Non pagare le tasse e dormire tranquilli

Di Fabio Tonacci per Repubblica

I grandi evasori fiscali italiani dormono sereni tra due cuscini. Hanno sul groppone qualcosa come 300 miliardi di euro di tasse non pagate, eppure l’incubo del pignoramento, delle ganasce fiscali, delle ipoteche sui beni, non li riguarda. Vivono molto più tranquilli di chi, per caso o per crisi, ha dimenticato una multa da trenta euro. Perché Equitalia, a loro, non ci arriva. Non può, non ha i mezzi.

E anche quando li sfiora, è troppo tardi: il capitale da aggredire per recuperare il credito dello Stato quasi sempre si è già volatilizzato. Sono centomila i maxi evasori che hanno accumulato col Fisco un debito, secondo una recente stima documentata, superiore a 500mila euro: sono banche, società di assicurazioni, grandi e medie imprese, privati con fortune a 8 zeri che non hanno versato le imposte sui redditi o l’Iva.

Più o meno è come se una città delle dimensioni di Ancona avesse evaso una cifra comparabile a una trentina di manovre finanziarie. Ebbene, di questo tesoro da 300 miliardi Equitalia dal 2006 ad oggi è riuscita a recuperare meno di 10 miliardi. E’ poco più del 3 per cento.

Questa cifra, da sola, racconta lo scarso successo, per non dire fallimento, dell’ente pubblico di riscossione dei tributi, controllato al 51 per cento dall’Agenzia delle Entrate e al 49 per cento dall’Inps. Forte con i deboli, dove è più facile incassare l’aggio della pratica risolta. Debole, debolissimo con i forti. E se il premier Matteo Renzi vuole davvero, come ha annunciato, dichiarare lotta dura ai grandi evasori, deve pensare a come riformare l’intero sistema dell’accertamento e della riscossione, di cui Equitalia è soltanto un ingranaggio.

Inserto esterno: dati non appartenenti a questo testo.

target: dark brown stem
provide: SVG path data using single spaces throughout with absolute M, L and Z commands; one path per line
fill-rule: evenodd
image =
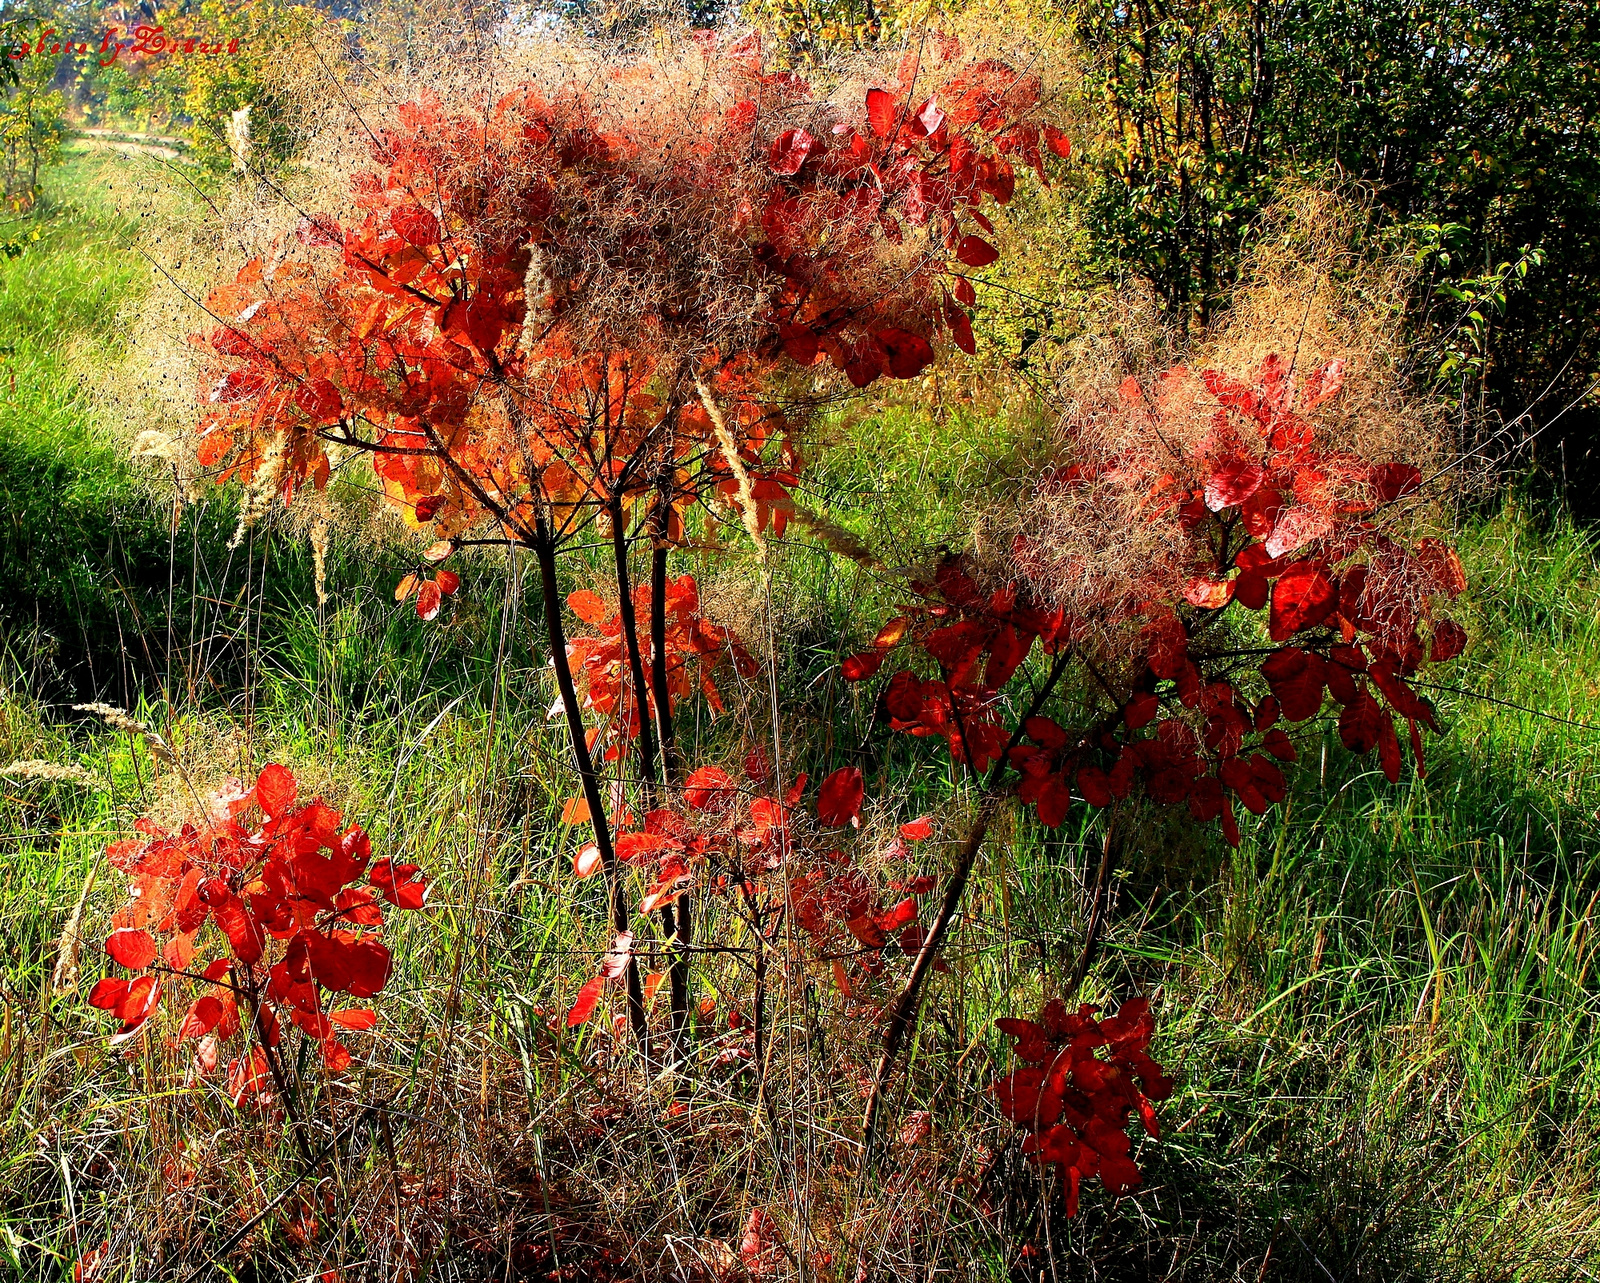
M 1094 882 L 1094 903 L 1089 910 L 1089 929 L 1084 933 L 1083 952 L 1078 955 L 1078 965 L 1073 968 L 1072 981 L 1067 985 L 1067 992 L 1074 997 L 1089 976 L 1089 968 L 1094 965 L 1095 948 L 1100 943 L 1100 925 L 1105 919 L 1106 900 L 1111 890 L 1111 874 L 1117 863 L 1117 848 L 1113 844 L 1116 828 L 1117 813 L 1113 810 L 1110 822 L 1106 825 L 1105 845 L 1100 852 L 1100 874 Z
M 639 625 L 633 617 L 633 577 L 628 571 L 628 530 L 622 498 L 614 495 L 611 513 L 611 553 L 617 568 L 617 596 L 621 601 L 622 641 L 628 653 L 628 676 L 633 680 L 634 712 L 639 719 L 639 775 L 645 804 L 655 805 L 656 737 L 650 727 L 650 697 L 644 683 L 644 658 L 639 653 Z
M 656 739 L 663 777 L 676 784 L 683 770 L 672 725 L 672 695 L 667 685 L 667 511 L 665 491 L 650 513 L 650 694 L 655 704 Z
M 244 979 L 240 981 L 240 973 Z M 256 980 L 248 964 L 241 967 L 230 967 L 229 972 L 233 978 L 234 992 L 242 992 L 245 1001 L 250 1004 L 250 1026 L 255 1031 L 256 1038 L 261 1043 L 261 1054 L 267 1061 L 267 1072 L 272 1075 L 272 1082 L 278 1089 L 278 1099 L 283 1102 L 283 1112 L 289 1116 L 289 1124 L 294 1130 L 295 1144 L 300 1147 L 300 1156 L 307 1163 L 311 1161 L 311 1142 L 306 1136 L 305 1124 L 300 1121 L 300 1111 L 295 1108 L 294 1097 L 289 1094 L 289 1079 L 283 1072 L 283 1064 L 278 1059 L 277 1049 L 272 1045 L 270 1029 L 266 1017 L 262 1014 L 261 999 L 257 996 Z M 249 1049 L 246 1048 L 246 1055 Z
M 738 874 L 738 870 L 734 870 Z M 756 1066 L 756 1103 L 766 1111 L 767 1123 L 774 1136 L 778 1131 L 778 1112 L 772 1097 L 767 1094 L 767 922 L 766 915 L 751 892 L 750 884 L 742 881 L 739 892 L 744 897 L 745 911 L 756 938 L 755 992 L 750 1002 L 752 1051 Z
M 928 934 L 923 937 L 922 948 L 917 950 L 917 958 L 911 964 L 911 975 L 906 979 L 905 988 L 900 991 L 900 996 L 889 1009 L 889 1024 L 883 1034 L 883 1054 L 878 1058 L 877 1072 L 873 1075 L 872 1094 L 867 1097 L 867 1107 L 861 1116 L 863 1171 L 872 1164 L 873 1138 L 877 1132 L 878 1115 L 883 1108 L 884 1093 L 888 1090 L 889 1079 L 894 1074 L 894 1064 L 900 1054 L 900 1046 L 916 1026 L 917 1010 L 922 1002 L 922 986 L 927 981 L 928 973 L 933 970 L 939 949 L 949 932 L 950 923 L 961 907 L 961 897 L 966 892 L 967 880 L 972 876 L 972 866 L 977 861 L 978 852 L 983 848 L 983 839 L 988 835 L 989 823 L 994 819 L 995 809 L 999 806 L 1002 797 L 1000 782 L 1005 776 L 1007 759 L 1011 750 L 1022 742 L 1028 719 L 1036 716 L 1044 707 L 1050 692 L 1061 680 L 1062 673 L 1066 672 L 1069 658 L 1071 652 L 1065 648 L 1057 652 L 1050 665 L 1049 676 L 1034 693 L 1027 711 L 1017 719 L 1016 729 L 1011 732 L 1010 740 L 1007 741 L 1000 756 L 995 759 L 988 778 L 984 780 L 977 818 L 967 833 L 967 840 L 962 845 L 961 853 L 956 857 L 955 868 L 950 872 L 949 881 L 945 883 L 944 899 L 939 905 L 939 912 L 929 924 Z M 963 754 L 970 765 L 972 756 L 966 749 L 966 732 L 953 693 L 950 708 L 951 712 L 956 714 L 956 726 L 961 732 Z
M 950 872 L 950 880 L 945 883 L 944 899 L 939 905 L 939 911 L 934 915 L 928 934 L 923 938 L 922 948 L 917 950 L 917 960 L 911 965 L 911 975 L 906 980 L 905 988 L 900 991 L 900 996 L 894 1000 L 894 1005 L 889 1009 L 889 1024 L 883 1034 L 883 1054 L 878 1057 L 878 1070 L 873 1076 L 872 1095 L 867 1097 L 866 1112 L 861 1117 L 863 1170 L 872 1163 L 872 1141 L 877 1131 L 878 1112 L 883 1107 L 884 1091 L 888 1087 L 890 1076 L 894 1073 L 894 1062 L 900 1055 L 900 1044 L 905 1041 L 916 1020 L 923 982 L 927 979 L 928 972 L 933 970 L 933 964 L 939 956 L 939 948 L 944 944 L 950 923 L 954 921 L 956 912 L 960 908 L 961 896 L 967 889 L 967 879 L 972 876 L 972 866 L 983 847 L 983 839 L 989 833 L 989 822 L 994 818 L 999 801 L 1000 795 L 990 791 L 984 794 L 983 801 L 978 804 L 978 817 L 967 833 L 967 840 L 962 844 L 960 855 L 956 857 L 955 868 Z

Perché, è bene chiarirlo subito non è che Equitalia non recuperi i miliardi degli “over 500mila” per scelta politica. È che non ce la fa proprio. È nata nel 2005 raccogliendo l’eredità delle vecchie concessionarie delle banche, che lavoravano poco e male: è impostata come una società privata, per cui deve coprire i costi di funzionamento con l’aggio, ma allo stesso tempo riscuote seguendo le regole pubbliche, dunque si deve necessariamente attivare di fronte a qualsiasi importo.

«E però la legislazione attuale impone di usare gli stessi strumenti – ragiona una fonte qualificata interna a Equitalia – sia che si tratti di recuperare piccole somme, sia quando ci troviamo a dover riprendere crediti milionari. Sono strumenti a volte meno incisivi di quelli a disposizione dei riscossori privati».

Il risultato è riassunto in una tabella, che riporta i dati scorporati dell’attività dell’esattore di Stato. Dall’Agenzia delle entrate sono state trasmesse, dal 2000 al 2014, 70 milioni di richieste di pagamento per imposte sul reddito e Iva evase, per un totale di 550 miliardi. Il 75 per cento riguarda debiti inferiori ai 1.000 euro, e per questi Equitalia funziona: ne ha riscosso il 40 per cento, riportando all’Erario 4 miliardi di euro.

Il 20 per cento sono cartelle con cifre da 1.000 a 10.000 euro, e già si rallenta: ne ha recuperate il 25 per cento, per circa 10 miliardi di euro. Ma è coi crediti superiori ai 10.000 euro (il 5 per cento del totale) che la riscossione si inceppa: mediamente ne riesce a incassare uno su cinque. Se la cifra supera il mezzo milione di euro, la percentuale di recupero scende sotto un irrisorio 2 per cento, nonostante sia in questo “stagno” il grosso dell’evasione fiscale italiana.

Chi viene beccato dall’Agenzia delle Entrate e si ritrova il proprio nome iscritto a ruolo, spesso mette in atto dei diversivi per evitare di dare quanto dovuto: dal fallimento preordinato, ai ricorsi alla giustizia tributaria, fino al diffusissimo metodo della sottrazione fraudolenta dei beni alla riscossione (col trasferimento all’estero o mediante intestazioni fittizie).

Non è un caso che sui circa 700 miliardi di crediti di tutti i tipi affidati a Equitalia (dall’Agenzia delle Entrate, dall’Inps e dagli enti locali) l’80 per cento si riferisca a soggetti falliti o apparentemente nullatenenti. «La riscossione presupporrebbe indagini più approfondite – spiega ancora la fonte – nonché la collaborazione della Guardia di Finanza e la possibilità di controllare i conti correnti ». Altrimenti Equitalia rimarrà sempre, con i forti, un’arma spuntata.